From: Jonathan Wakely <jwakely@redhat.com>
To: "François Dumont" <frs.dumont@gmail.com>
Cc: "libstdc++" <libstdc++@gcc.gnu.org>,
gcc-patches <gcc-patches@gcc.gnu.org>
Subject: Re: [PATCH][_Hashtable] Use RAII to restore Rehash state
Date: Thu, 9 Nov 2023 08:11:31 +0000 [thread overview]
Message-ID: <CACb0b4kZvh7aBEbMmTzxQ4Q1AxKgLmX79AF8XUhYztgA7LGJow@mail.gmail.com> (raw)
In-Reply-To: <d55d6fe7-7d45-49eb-a8f0-544be67c5e89@gmail.com>
On Thu, 26 Oct 2023 at 21:52, François Dumont <frs.dumont@gmail.com> wrote:
>
>
> On 26/10/2023 12:43, Jonathan Wakely wrote:
> > On 26/10/23 07:18 +0200, François Dumont wrote:
> >> libstdc++: [_Hashtable] Use RAII type to manage rehash functor state
> >>
> >> Replace usage of __try/__catch with a RAII type to restore rehash
> >> functor
> >> state when needed.
> >
> > Generally I really like replacing try-catch with RAII but I have some
> > questions below.
> >
> >> libstdc++-v3/ChangeLog:
> >>
> >> * include/bits/hashtable_policy.h (_RehashStateGuard): New.
> >> (_Insert_base<>::_M_insert_range(_IIt, _IIt, const
> >> _NodeGet&, false_type)):
> >> Adapt.
> >> * include/bits/hashtable.h (__rehash_guard_t): New.
> >> (__rehash_state): Remove.
> >> (_M_rehash): Remove.
> >> (_M_rehash_aux): Rename into _M_rehash.
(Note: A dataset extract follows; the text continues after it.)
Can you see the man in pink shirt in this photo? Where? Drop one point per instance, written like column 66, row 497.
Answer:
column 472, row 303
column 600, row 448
> >> (_M_assign_elements, _M_insert_unique_node,
> >> _M_insert_multi_node): Adapt.
> >> (rehash): Adapt.
> >>
> >>
> >> Tested under Linux x64.
> >>
> >> Ok to commit ?
> >>
> >> François
> >
> >> diff --git a/libstdc++-v3/include/bits/hashtable.h
> >> b/libstdc++-v3/include/bits/hashtable.h
> >> index 0857448f7ed..64071ac1fb2 100644
> >> --- a/libstdc++-v3/include/bits/hashtable.h
> >> +++ b/libstdc++-v3/include/bits/hashtable.h
> >> @@ -234,6 +234,8 @@ _GLIBCXX_BEGIN_NAMESPACE_VERSION
> >> _RehashPolicy, _Traits>;
> >> using __enable_default_ctor
> >> = _Hashtable_enable_default_ctor<_Equal, _Hash, _Alloc>;
> >> + using __rehash_guard_t
> >> + = __detail::_RehashStateGuard<_RehashPolicy>;
> >>
> >> public:
> >> typedef _Key key_type;
> >> @@ -264,7 +266,6 @@ _GLIBCXX_BEGIN_NAMESPACE_VERSION
> >>
> >> private:
> >> using __rehash_type = _RehashPolicy;
> >> - using __rehash_state = typename __rehash_type::_State;
> >>
> >> using __unique_keys = typename __traits_type::__unique_keys;
> >>
> >> @@ -1200,14 +1201,10 @@ _GLIBCXX_BEGIN_NAMESPACE_VERSION
> >>
> >> private:
> >> // Helper rehash method used when keys are unique.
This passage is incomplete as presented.